Visite guidée avec John des "Furious"

      Un hamac, une gazinière, un réfrigérateur, un coin salon, une table, des fauteuils, le tout posé sur des roues et propulsé par un moteur. John et son groupe, le sound system " Furious " vivent dans un bus entièrement aménagé. Un bus est bien plus confortable que les fourgonnettes de la gendarmerie, tant et si bien que le capitaine Igniatovitch, commandant de la compagnie de Melun, y a installé, avec l'autorisation de son hôte, son P.C.
      John est âgé d'une vingtaine d'années. Depuis quatre ans et demi, avec le sourd system " Furious ", il parcourt la France entière et se rend de plus en plus souvent à l'étranger, pour participer à toutes les rave-parties. Il s'informe sur le lieu de ces manifestations grâce à un système de tracts, puis de messages codés diffusés sur Internet ou par certaines radios.
      Le Technoval, qui se déroule actuellement aux Ecrennes, est bien plus qu'une rave-party. C'est une manifestation qui a lieu environ trois fois par an. Une sorte de festival à la Woodstock qui existe depuis 5 ans.
      Jusqu'au dernier moment, le lieu du Technoval a été tenu secret. Il devait se tenir en Normandie. John, qui a vécu toute son adolescence à Bourron-Marlotte, était à Bordeaux lorsqu'il a finalement appris qu'il se déroulait aux Ecrennes. Ni une, ni deux, avec les " Furious " il a remballé tout son matériel sono et pris le volant de son bus.
      Mais lorsqu'il est arrivé, les gendarmes lui ont interdit le passage. La plupart des véhicules étaient embourbés, et son bus trop volumineux. Il aurait bloqué le passage aux secours.
      Résultat: il s'est garé à côté du barrage et a transporté son matériel à pied.

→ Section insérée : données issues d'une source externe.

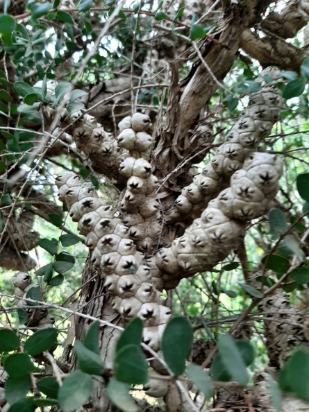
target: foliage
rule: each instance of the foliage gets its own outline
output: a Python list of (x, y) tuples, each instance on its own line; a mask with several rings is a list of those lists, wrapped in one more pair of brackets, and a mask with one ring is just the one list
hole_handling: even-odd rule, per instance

Une solution, qui, finalement, satisfait John, car son bus est sous bonne garde. Le contact s'est d'ailleurs rapidement établi avec les 24 gendarmes qui sont sur le terrain. Pourquoi simplement 24 gendarmes, alors que samedi soir, 15.000 raveurs sont venus de la France entière et même de l'étranger ?
      "
Notre rôle est de sécuriser les axes routiers et de préserver un accès aux sapeurs-pompiers ", nous explique le capitaine Ignatovitch, qui tente d'entrer en contact avec les organisateurs par l'intermédiaire de John.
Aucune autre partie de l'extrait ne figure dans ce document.